Re: [PATCH] sched: __fatal_signal_pending() should also check PF_EXITING
From: Eric W. Biederman
Date: Fri Jul 29 2022 - 12:18:31 EST
Tycho Andersen <tycho@tycho.pizza> writes:
> On Fri, Jul 29, 2022 at 12:04:17AM -0500, Eric W. Biederman wrote:
>> Tycho Andersen <tycho@tycho.pizza> writes:
>>
>> > On Thu, Jul 28, 2022 at 11:12:20AM +0200, Oleg Nesterov wrote:
>
>> >> Finally. if fuse_flush() wants __fatal_signal_pending() == T when the
>> >> caller exits, perhaps it can do it itself? Something like
>> >>
>> >> if (current->flags & PF_EXITING) {
>> >> spin_lock_irq(siglock);
>> >> set_thread_flag(TIF_SIGPENDING);
>> >> sigaddset(¤t->pending.signal, SIGKILL);
>> >> spin_unlock_irq(siglock);
>> >> }
>> >>
>> >> Sure, this is ugly as hell. But perhaps this can serve as a workaround?
>> >
>> > or even just
>> >
>> > if (current->flags & PF_EXITING)
>> > return;
>> >
>> > since we don't have anyone to send the result of the flush to anyway.
>> > If we don't end up converging on a fix here, I'll just send that
>> > patch. Thanks for the suggestion.
>>
>> If that was limited to the case you care about that would be reasonable.
>>
>> That will have an effect on any time a process that opens files on a
>> fuse filesystem exits and depends upon the exit path to close it's file
>> descriptors to the fuse filesystem.
>>
>>
>> I do see a plausible solution along those lines.
>>
>> In fuse_flush instead of using fuse_simple_request call an equivalent
>> function that when PF_EXITING is true skips calling request_wait_answer.
>> Or perhaps when PF_EXITING is set uses schedule_work to call the
>> request_wait_answer.
>
> I don't see why this is any different than what I proposed.
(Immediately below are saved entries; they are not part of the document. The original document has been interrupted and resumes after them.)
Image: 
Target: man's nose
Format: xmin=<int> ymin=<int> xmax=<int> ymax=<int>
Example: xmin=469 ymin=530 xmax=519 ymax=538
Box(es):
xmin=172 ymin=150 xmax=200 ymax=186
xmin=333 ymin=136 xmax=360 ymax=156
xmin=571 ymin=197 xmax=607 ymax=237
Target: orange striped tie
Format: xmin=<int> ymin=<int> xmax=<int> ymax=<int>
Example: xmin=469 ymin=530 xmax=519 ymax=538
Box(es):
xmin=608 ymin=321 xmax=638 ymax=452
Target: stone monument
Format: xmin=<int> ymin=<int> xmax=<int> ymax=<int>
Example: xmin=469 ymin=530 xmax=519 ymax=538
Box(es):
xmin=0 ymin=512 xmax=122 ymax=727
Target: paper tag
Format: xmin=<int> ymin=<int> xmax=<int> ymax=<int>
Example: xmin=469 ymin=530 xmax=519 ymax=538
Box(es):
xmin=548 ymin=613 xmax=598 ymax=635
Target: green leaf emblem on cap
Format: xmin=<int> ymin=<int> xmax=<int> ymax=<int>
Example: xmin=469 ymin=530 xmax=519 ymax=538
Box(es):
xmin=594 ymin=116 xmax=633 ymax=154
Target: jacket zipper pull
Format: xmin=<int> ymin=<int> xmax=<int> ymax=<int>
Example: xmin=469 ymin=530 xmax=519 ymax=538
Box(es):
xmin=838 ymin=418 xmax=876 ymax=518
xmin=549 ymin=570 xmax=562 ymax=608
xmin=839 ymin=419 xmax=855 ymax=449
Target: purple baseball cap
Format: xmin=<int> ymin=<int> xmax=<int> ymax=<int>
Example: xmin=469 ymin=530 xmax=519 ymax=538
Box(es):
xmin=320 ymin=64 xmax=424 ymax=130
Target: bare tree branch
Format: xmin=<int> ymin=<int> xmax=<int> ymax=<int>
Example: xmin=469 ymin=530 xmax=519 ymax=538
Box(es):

It changes
> the semantics to flush happening out-of-order with task exit, instead
> of strictly before, which you point out might be a problem. What am I
> missing?
What you proposed skips the flush operation entirely. Which means
that a fuse server that tracks opens and closes of a file descriptor
will see more opens than closes and will have a reference counting
problem (probably resulting in things not being freed).
Simply skipping the wait for the result from the fuse server means
the fuse server sees what it has always seen. The kernel simply won't
block until that result has been returned. Which means the other file
descriptors can be closed.
For the specific case you are looking at with the server being killed
and server's file descriptors not yet being closed, the difference
does not matter. In the ordinary case of a process exit closing file
descriptors to a fuse filesystem where the server continues to live
and function not waiting for the response from the server simply
winds up being an optimization, in exit. The key part is the fuse
server continues to see the same traffic. In particular the open
requests and the flush requests continue to balance, so reference
counting in the fuse server is not broken.
Eric